The vet threw out the first needle, screwed on another, and told us we'd try the other leg. He clipped some hair from Keiko's left forelimb, applied the tournequit, and inserted the syringe. Again, she jumped, but a little more this time. Several times her instinct had been to bite at the hands that kept pressing the needle into her flesh, but too well trained, she would not. This time, though, she struggled and cried. She looked up at me for a moment with pleading eyes and my own welled up with tears. She looked at me a moment longer. One doesn't need the sort of animal intuition that dogs have to see that I didn't want to be putting her through this, but that this was something more than just a routine visit. The vet quickly gave up on the left leg, suggesting that she seemed to be especially defensive of it. I then remembered her fall, and realized that at her age, it was unlikely she had fallen down the stairs and come away without an injury.

He threw away the second syringe and screwed on a third. He applied the tourniquet and tried the right leg again, and this time got a little blood to draw into the syringe.

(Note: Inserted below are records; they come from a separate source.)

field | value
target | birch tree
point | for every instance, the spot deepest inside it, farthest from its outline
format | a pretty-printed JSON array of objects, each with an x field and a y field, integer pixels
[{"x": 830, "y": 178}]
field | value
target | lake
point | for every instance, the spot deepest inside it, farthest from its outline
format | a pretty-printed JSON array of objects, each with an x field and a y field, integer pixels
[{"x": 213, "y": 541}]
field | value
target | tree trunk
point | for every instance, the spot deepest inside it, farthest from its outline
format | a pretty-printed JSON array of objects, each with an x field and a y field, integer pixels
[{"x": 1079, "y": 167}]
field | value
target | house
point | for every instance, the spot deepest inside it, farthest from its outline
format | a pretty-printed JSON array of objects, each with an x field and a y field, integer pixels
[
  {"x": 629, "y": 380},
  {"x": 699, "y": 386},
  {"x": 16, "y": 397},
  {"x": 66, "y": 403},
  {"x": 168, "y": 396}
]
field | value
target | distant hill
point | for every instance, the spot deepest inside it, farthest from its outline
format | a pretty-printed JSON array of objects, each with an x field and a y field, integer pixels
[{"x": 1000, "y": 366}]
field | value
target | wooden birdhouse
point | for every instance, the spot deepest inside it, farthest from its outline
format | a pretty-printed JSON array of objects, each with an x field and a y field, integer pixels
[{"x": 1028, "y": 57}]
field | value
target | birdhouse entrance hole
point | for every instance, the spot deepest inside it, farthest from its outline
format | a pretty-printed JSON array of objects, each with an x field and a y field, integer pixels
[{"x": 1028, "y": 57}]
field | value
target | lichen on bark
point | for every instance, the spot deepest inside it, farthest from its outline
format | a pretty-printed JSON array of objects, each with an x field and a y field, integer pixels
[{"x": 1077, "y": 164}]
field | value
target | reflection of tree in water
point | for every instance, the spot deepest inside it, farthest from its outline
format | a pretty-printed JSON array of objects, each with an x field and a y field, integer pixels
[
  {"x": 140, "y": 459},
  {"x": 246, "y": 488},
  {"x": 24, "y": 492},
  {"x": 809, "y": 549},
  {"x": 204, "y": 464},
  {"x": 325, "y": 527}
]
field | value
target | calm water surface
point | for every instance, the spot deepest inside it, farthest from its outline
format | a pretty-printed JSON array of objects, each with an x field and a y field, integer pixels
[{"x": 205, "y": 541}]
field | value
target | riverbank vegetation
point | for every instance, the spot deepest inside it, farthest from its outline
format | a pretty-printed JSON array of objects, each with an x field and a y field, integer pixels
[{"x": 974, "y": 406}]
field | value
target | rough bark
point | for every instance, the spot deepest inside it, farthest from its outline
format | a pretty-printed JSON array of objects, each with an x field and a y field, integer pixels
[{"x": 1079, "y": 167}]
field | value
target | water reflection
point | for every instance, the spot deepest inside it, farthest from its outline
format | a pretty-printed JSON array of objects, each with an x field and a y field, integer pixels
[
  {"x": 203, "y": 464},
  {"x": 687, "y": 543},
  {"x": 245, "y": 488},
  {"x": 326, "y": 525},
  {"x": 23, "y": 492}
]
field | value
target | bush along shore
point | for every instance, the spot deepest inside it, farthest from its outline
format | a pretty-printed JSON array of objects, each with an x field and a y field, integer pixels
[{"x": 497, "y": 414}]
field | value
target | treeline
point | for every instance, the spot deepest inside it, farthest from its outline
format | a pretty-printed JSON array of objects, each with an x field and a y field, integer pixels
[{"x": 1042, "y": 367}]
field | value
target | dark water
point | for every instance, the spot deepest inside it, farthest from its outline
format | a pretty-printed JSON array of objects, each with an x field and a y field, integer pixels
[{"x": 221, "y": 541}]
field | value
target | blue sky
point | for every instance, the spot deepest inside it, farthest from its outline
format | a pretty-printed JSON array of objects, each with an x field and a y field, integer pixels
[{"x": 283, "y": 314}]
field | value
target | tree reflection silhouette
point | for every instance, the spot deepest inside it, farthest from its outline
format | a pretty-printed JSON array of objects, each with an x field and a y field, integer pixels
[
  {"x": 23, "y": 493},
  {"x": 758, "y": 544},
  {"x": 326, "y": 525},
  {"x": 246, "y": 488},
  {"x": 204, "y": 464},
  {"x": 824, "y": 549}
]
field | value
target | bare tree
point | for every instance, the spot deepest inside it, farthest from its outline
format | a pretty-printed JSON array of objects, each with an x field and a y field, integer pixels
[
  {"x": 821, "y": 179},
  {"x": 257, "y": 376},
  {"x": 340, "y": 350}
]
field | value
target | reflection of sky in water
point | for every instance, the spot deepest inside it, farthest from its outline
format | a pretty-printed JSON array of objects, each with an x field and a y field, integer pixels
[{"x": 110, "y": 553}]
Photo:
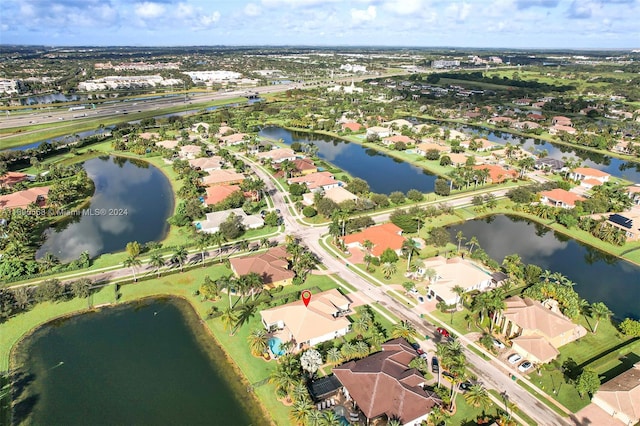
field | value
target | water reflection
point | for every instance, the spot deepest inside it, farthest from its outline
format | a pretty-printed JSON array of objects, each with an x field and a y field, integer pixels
[{"x": 133, "y": 200}]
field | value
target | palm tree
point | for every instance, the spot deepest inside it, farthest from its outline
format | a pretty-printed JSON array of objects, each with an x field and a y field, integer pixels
[
  {"x": 477, "y": 396},
  {"x": 180, "y": 256},
  {"x": 229, "y": 319},
  {"x": 409, "y": 248},
  {"x": 258, "y": 341},
  {"x": 404, "y": 329},
  {"x": 157, "y": 262},
  {"x": 132, "y": 262},
  {"x": 389, "y": 269},
  {"x": 599, "y": 311},
  {"x": 334, "y": 356}
]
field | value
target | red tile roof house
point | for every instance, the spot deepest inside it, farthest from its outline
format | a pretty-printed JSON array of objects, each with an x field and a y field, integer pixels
[
  {"x": 560, "y": 198},
  {"x": 383, "y": 385},
  {"x": 318, "y": 181},
  {"x": 392, "y": 140},
  {"x": 22, "y": 199},
  {"x": 589, "y": 177},
  {"x": 496, "y": 173},
  {"x": 272, "y": 266},
  {"x": 354, "y": 127},
  {"x": 383, "y": 237},
  {"x": 11, "y": 178},
  {"x": 219, "y": 193}
]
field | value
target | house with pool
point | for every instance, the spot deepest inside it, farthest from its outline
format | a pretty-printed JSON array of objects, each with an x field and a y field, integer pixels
[{"x": 323, "y": 319}]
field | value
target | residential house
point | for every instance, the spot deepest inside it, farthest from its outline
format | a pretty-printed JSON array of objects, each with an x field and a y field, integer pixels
[
  {"x": 234, "y": 139},
  {"x": 23, "y": 199},
  {"x": 392, "y": 140},
  {"x": 589, "y": 177},
  {"x": 352, "y": 125},
  {"x": 560, "y": 120},
  {"x": 189, "y": 152},
  {"x": 421, "y": 149},
  {"x": 497, "y": 174},
  {"x": 453, "y": 272},
  {"x": 319, "y": 181},
  {"x": 223, "y": 177},
  {"x": 218, "y": 193},
  {"x": 620, "y": 396},
  {"x": 384, "y": 386},
  {"x": 277, "y": 155},
  {"x": 11, "y": 178},
  {"x": 381, "y": 132},
  {"x": 560, "y": 198},
  {"x": 211, "y": 224},
  {"x": 629, "y": 222},
  {"x": 537, "y": 331},
  {"x": 207, "y": 164},
  {"x": 323, "y": 319},
  {"x": 386, "y": 236},
  {"x": 272, "y": 266}
]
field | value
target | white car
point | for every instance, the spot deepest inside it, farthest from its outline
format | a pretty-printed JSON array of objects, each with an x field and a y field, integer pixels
[
  {"x": 513, "y": 358},
  {"x": 525, "y": 366}
]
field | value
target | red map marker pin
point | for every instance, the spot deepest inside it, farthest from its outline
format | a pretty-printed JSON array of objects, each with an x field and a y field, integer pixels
[{"x": 306, "y": 297}]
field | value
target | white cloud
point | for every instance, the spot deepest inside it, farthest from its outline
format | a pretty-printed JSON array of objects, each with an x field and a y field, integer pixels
[
  {"x": 252, "y": 9},
  {"x": 149, "y": 10},
  {"x": 359, "y": 16}
]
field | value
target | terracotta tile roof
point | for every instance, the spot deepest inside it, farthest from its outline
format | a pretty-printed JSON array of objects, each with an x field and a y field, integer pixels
[
  {"x": 622, "y": 393},
  {"x": 218, "y": 193},
  {"x": 383, "y": 384},
  {"x": 223, "y": 176},
  {"x": 382, "y": 236},
  {"x": 496, "y": 173},
  {"x": 272, "y": 265},
  {"x": 317, "y": 319},
  {"x": 22, "y": 199},
  {"x": 562, "y": 195}
]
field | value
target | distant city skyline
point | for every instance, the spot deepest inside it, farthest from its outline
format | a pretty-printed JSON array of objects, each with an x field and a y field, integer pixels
[{"x": 561, "y": 24}]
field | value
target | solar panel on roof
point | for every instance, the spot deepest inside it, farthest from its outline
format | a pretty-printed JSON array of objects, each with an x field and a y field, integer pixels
[{"x": 621, "y": 220}]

He began to press down on the plunger and administer some of the blue liquid, but it was clear he hadn't quite hit the mark when Keiko began to struggle again at the discomfort of the pressure rather than lose consciousness. At this point, I was starting to feel sick with guilt. I wanted to scoop up my dog and walk out, so that this man would stop sticking my poor puppy with needles, but if I took her home now then it would all be for nothing and she'd still be suffering. Maybe next time she fell she'd really hurt herself. Still, though, my jaw was clenched tightly enough that I believe I might have bitten through steel. The vet apologized and left to get a new syringe of barbituate. From outside the room I could hear him frustratedly call to the techs for the drugs.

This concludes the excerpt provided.